Monte Carlo methods (MCMs) are based on the
simulation of stochastic processes whose expected values are equal to
computationally interesting quantities. MCMs offer simplicity of
construction, and are often designed to mirror some process whose
behavior is only understood in a statistical sense.
Despite the universality of MCMs,
a serious drawback is their slow convergence. The error of MCMs is
stochastic, and the uncertainty in an average taken from N samples is
O(N^{-1/2}) by virtue of the central limit theorem.
One generic approach to improving the convergence of MCMs has been
the use of highly uniform, quasirandom, numbers (QRNs)
in place of the usual
pseudo random numbers (PRNs). While PRNs are constructed
to mimic the behavior of truly random numbers
QRNs are constructed to be distributed as evenly as
mathematically possible. With QRNs, for example, the convergence of
numerical integration can sometimes be improved to O(N^{-1}).
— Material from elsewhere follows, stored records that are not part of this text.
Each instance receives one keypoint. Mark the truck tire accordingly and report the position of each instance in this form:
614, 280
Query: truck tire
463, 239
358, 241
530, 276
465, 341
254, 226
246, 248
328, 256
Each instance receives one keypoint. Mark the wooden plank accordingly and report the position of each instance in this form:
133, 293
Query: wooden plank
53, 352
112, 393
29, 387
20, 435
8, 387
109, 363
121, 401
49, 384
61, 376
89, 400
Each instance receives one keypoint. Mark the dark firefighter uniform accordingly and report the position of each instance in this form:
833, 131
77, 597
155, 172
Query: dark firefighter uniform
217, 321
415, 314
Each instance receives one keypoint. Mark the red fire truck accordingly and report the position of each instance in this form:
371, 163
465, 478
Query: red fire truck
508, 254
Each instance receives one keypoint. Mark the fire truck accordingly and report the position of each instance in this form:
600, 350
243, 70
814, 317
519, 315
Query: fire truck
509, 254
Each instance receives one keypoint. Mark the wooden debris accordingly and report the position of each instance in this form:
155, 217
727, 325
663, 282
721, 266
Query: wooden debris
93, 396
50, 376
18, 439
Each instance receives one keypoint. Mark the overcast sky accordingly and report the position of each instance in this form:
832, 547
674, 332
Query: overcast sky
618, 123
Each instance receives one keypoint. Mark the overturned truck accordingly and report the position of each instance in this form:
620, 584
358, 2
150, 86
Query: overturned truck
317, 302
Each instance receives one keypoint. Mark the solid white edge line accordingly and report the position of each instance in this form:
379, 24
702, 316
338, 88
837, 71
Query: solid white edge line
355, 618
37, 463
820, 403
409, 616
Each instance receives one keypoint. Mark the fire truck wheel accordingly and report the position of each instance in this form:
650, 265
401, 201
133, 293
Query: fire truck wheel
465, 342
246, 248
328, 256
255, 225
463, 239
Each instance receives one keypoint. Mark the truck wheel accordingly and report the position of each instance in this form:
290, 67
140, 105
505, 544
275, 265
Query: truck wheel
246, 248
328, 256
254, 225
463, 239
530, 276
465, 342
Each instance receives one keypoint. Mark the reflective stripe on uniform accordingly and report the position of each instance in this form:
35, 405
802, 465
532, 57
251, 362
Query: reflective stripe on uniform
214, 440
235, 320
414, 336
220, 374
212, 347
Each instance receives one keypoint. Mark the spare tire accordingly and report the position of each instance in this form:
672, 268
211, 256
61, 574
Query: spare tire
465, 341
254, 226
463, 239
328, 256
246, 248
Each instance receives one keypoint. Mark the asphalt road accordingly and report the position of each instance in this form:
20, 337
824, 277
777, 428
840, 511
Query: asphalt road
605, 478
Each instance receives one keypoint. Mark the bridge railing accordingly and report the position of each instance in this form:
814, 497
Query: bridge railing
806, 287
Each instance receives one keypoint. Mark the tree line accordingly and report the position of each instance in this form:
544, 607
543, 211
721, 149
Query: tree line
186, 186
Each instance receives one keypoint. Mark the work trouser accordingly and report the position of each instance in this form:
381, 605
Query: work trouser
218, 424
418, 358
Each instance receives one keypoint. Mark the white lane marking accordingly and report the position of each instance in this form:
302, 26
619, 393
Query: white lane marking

There are many Monte Carlo application areas besides numerical integration. A wide class of such applications can be characterized as those based on the generation of random walks via a Markov process. In these cases the Monte Carlo method is based on the probabilistic application of a linear operator. However, the investigation of the applicability of QRNs for convergence acceleration for a wide class of problems based on Markov chain MCMs have never been carefully undertaken. Therefore, we are currently working to determine best practices and performance of quasi-Monte Carlo methods for Markov chain problems. Such a study includes a theoretical investigation into the convergence and computational complexity of these methods as well as empirical comparisons of these methods to standard MCMs. |